YÜciTA Başkanı Prof. Dr. Yavuz Tekelioğlu, 'Aydın Memecik Zeytinyağı'na ilişkin Aydın Ticaret Borsası tarafından yapılan tescil talebinin, AB Komisyonu'nun 5 Şubat tarihli resmi gazetesinde yayımlandığını söyledi. Prof. Dr. Tekelioğlu, "YÜciTA olarak tescil sahibi Aydın Ticaret Borsa'sını yürekten kutlar, tescilin ülkemize hayırlı olmasını dileriz. Bu tescille birlikte Türkiye'nin AB'den alınmış tescil sayısı 20'ye, Aydın'ın da 'Aydın Kestanesi'nden sonra 2'ye yükselmiş bulunmaktadır" dedi.

YüciTA'nın, gönüllülük esasına dayalı, Türkiye'nin birçok bölgesinden, farklı kurum ve kuruluşlardan değişik  kesim ve profillerde üyelerden oluşan bir araştırma ağı faaliyetini sürdürdüğünü hatırlatan Prof.
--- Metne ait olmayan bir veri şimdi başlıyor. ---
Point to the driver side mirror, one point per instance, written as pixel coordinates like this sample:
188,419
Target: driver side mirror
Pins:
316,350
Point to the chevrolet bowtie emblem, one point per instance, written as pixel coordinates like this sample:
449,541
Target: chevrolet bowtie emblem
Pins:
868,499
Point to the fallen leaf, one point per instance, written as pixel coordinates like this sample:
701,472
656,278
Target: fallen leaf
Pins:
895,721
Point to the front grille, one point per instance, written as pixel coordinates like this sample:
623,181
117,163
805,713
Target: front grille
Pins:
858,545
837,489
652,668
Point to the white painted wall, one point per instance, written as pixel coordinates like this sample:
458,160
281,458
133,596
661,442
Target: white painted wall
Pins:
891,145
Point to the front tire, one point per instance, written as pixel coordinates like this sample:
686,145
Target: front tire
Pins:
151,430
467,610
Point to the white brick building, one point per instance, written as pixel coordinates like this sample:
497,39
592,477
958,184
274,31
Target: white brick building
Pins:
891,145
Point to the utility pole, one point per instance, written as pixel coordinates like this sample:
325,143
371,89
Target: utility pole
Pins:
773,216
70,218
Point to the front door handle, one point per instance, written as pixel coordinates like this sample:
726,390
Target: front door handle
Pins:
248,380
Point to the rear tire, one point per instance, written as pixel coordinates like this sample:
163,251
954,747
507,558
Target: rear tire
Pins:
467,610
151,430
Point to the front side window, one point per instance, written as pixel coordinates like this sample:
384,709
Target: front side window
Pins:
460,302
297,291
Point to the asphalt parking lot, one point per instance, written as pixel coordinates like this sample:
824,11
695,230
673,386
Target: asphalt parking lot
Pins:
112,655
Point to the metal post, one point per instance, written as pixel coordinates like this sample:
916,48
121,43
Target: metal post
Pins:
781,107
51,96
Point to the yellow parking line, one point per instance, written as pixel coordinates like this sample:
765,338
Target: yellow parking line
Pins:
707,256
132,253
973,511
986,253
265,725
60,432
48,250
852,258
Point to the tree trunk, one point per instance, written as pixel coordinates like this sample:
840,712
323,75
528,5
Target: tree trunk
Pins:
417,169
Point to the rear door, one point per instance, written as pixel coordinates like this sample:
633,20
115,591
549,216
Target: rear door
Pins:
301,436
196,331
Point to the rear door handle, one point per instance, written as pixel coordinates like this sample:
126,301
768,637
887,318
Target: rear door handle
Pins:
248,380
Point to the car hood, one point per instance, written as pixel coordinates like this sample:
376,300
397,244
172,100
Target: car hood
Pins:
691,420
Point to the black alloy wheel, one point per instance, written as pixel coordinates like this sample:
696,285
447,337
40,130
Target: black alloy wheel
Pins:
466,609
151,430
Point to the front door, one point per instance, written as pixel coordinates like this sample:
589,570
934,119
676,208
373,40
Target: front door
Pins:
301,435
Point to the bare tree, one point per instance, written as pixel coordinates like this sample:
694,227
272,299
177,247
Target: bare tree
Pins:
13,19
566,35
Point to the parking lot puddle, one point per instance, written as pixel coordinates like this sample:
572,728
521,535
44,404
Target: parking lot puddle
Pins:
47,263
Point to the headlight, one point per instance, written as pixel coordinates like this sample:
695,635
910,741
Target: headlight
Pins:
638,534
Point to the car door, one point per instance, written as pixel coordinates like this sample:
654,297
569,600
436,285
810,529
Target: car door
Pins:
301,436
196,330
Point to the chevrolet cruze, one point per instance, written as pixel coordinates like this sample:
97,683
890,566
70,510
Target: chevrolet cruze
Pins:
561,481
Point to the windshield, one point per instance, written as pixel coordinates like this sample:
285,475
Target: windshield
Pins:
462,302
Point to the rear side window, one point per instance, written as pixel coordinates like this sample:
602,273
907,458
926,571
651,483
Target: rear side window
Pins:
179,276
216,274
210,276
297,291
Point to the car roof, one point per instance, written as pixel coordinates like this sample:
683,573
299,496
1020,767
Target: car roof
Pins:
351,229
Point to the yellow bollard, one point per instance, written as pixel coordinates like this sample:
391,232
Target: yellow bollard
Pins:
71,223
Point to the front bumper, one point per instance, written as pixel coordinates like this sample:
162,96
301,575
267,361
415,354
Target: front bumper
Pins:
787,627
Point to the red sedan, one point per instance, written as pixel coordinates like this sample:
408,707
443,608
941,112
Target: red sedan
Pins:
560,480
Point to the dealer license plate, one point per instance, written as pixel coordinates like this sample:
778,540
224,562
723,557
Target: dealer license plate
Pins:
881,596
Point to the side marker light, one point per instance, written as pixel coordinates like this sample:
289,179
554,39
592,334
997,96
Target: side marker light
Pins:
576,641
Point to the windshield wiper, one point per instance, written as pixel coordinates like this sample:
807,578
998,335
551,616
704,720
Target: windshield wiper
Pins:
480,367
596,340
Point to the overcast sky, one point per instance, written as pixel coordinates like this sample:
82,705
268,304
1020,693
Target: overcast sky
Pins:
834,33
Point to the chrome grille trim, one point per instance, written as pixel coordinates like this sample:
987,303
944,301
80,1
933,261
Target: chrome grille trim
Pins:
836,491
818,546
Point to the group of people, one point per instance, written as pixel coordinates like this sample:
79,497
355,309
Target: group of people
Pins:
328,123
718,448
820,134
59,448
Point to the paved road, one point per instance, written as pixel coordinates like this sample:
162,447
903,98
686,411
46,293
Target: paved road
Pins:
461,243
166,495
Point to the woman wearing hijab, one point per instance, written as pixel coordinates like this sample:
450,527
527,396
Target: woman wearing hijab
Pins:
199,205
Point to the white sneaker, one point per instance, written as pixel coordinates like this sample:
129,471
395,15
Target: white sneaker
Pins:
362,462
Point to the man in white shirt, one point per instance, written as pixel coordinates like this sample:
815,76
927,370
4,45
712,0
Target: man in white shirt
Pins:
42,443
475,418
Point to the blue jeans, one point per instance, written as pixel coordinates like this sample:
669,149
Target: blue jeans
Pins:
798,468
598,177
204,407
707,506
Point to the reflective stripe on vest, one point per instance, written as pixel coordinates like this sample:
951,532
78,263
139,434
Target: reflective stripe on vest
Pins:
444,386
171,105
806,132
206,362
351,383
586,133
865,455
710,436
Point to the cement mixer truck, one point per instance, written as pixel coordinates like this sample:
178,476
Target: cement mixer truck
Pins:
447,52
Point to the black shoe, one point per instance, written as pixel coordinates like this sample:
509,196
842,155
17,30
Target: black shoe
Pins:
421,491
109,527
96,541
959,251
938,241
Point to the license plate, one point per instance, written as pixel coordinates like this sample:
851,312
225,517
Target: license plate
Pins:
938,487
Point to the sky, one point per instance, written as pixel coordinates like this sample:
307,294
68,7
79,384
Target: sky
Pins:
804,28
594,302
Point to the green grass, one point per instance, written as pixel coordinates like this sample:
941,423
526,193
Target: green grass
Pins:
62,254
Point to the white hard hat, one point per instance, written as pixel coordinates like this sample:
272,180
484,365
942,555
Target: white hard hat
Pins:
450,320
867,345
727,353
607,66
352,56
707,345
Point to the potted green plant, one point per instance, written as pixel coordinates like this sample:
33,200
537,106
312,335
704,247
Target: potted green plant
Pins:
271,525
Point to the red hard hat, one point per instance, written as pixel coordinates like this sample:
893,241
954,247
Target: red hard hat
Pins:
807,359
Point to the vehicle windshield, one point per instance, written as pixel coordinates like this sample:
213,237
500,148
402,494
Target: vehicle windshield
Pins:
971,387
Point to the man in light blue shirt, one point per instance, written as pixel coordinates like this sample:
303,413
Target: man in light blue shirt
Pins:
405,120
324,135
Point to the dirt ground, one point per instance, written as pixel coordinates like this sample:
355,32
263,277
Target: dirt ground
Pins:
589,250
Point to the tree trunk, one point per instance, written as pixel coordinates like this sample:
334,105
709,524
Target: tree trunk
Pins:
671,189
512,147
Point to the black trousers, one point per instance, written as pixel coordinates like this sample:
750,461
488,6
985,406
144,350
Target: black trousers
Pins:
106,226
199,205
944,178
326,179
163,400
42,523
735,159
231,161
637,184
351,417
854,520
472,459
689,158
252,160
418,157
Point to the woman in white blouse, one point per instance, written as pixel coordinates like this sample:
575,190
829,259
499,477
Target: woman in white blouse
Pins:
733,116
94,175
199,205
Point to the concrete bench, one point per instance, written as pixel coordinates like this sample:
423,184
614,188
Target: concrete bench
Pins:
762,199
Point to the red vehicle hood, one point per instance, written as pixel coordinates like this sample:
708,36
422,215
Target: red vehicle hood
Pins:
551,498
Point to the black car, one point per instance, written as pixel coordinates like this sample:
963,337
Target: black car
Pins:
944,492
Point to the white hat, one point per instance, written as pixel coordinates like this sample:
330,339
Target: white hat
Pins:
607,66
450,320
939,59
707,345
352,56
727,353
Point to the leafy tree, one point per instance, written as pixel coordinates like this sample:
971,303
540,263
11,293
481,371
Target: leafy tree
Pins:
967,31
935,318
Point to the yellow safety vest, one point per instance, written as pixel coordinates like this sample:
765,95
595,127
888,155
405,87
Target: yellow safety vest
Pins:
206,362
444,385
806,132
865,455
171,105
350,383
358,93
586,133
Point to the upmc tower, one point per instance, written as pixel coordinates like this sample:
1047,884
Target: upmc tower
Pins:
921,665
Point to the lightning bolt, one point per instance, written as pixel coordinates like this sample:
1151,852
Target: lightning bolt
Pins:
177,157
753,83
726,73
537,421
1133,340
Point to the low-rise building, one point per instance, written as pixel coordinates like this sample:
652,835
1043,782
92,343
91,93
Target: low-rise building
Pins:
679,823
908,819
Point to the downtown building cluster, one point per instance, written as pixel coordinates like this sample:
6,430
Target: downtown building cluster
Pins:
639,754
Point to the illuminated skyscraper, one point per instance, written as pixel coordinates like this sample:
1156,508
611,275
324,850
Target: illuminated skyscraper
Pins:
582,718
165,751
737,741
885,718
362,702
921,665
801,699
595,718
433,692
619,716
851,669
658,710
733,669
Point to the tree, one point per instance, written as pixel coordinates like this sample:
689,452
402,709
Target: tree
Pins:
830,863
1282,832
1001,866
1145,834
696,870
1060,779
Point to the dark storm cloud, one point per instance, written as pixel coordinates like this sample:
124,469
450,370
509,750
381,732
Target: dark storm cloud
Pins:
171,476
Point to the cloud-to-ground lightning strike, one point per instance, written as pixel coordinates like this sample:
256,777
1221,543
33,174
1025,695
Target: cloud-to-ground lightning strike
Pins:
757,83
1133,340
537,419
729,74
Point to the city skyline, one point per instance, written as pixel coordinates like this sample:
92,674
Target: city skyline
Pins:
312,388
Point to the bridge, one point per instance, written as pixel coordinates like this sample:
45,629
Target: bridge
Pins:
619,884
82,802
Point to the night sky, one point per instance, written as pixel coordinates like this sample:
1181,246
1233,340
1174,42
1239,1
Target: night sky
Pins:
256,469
Dr. Tekelioğlu, şöyle konuştu: "AB tescilleri Türk Coğrafi İşaretleri'nin AB'de tanınırlığını ve korunmasını sağlamakta, imajlarını güçlendirmekte, ticaretlerinin gelişmesini teşvik etmektedir. Ancak ulusal tescillerde olduğu gibi AB tescilleri de katma değer yaratmamaktadır. Bunun da temel nedeni ülkemizde 29 yıldır süregelen uygulamaya rağmen hala sistemin kurulamamış olması, uygulamanın tescillerde yoğunlaşarak sistemin diğer iki bileşeni 'coğrafi işaret yönetişimi' ve 'coğrafi işaret denetimi' konusunda ne yazık ki hiçbir mesafe alınamamış olmasıdır. Bu nedenle AB tescilinden sonra 'Malatya Kayısısı'nın fiyatı yüzde 35 düşmekte ve bu nedenle 27 ülkeli AB'de korunan 'Gaziantep Baklavası' Antep'te korunamamaktadır. AB, 'Ortak Tarım Politikası' kalite politikaları tamamen coğrafi işaretler üzerine dayandığı halde, Türkiye'nin bir 'Coğrafi İşaretler Politikası' ne yazık ki bulunmamaktadır. Oysa bunun temelleri '2019 Tarım-Orman Şurası' Bildirgesi ile atılmış, 21 Kasım 2019 tarihinde bizzat Cumhurbaşkanı Recep Tayyip Erdoğan tarafından açıklanan bildirgenin 38'inci maddesi ile     coğrafi işaretlerin yönetişim ve denetleme süreçlerinin gözden geçirilerek mevzuatın tamamlanması öngörülmüştür. Ancak aradan geçen 4 yıla rağmen bu alanda hiçbir mesafe alınamamıştır."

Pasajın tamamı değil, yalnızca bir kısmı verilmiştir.